Abstract

In the 19th National Congress of China, the central government proposed that instead of speculation houses are for living, and will construct long-term mechanism to stabilize housing prices. To achieve the national strategic target, the legislation of property tax in China has been speeding up. Shanghai and Chongqing, as two experimental cases, have implemented property tax system since Jan. 2011. From the literature review, the main research area is the effect of property tax on housing prices. On the one hand, the prices of houses fall by the present value because of the projected increase of holding costs, see e.g. Van den Noord(2005), Cebula(2009) and Kuang(2012). On the other hand, because of the improved local public services quality, the housing price will increase, see e.g. Oates(1969), Fischel(1992) and Lang and Jian(2004). However, housing prices do not fully represent the stability of housing market. price-to-rent ratios are commonly used by scholars to gauge the degree of speculation in the housing market.
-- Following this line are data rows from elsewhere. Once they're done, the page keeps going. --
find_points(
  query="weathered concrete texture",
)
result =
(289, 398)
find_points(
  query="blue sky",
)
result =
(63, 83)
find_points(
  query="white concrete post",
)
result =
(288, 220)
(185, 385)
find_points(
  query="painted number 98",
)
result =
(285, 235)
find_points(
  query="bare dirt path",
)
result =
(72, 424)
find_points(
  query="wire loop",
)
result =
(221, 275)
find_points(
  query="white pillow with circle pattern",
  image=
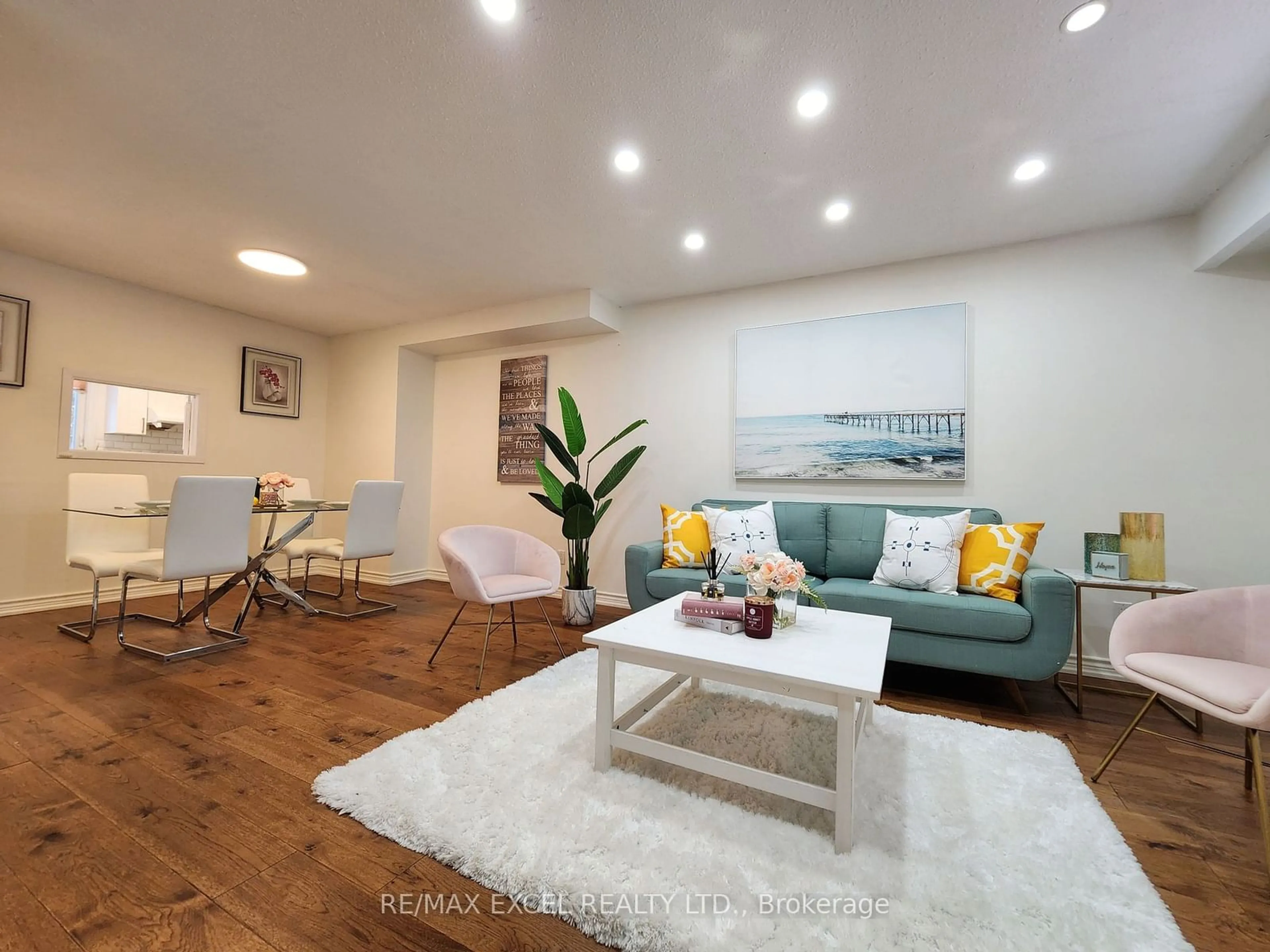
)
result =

In the paper, we evaluate the effect of trial property taxes on housing price-to-rent ratio making use of a counterfactual analysis, exploiting the dependence of housing prices among different cities. We use the leave-nv-out cross-validation criterion for the optimal choice of the control cities, where property tax has not been implemented, and construct the counterfactual price-to-rent ratios in Shanghai and Chongqing by comparing with the control cities. The empirical result shows that property taxes have different effects on different types of houses. The result suggests that in order to curb the soaring housing prices, property tax is a ‘future-oriented’ policy. But it should be different in different cities, and different house type should be corresponding to different policy.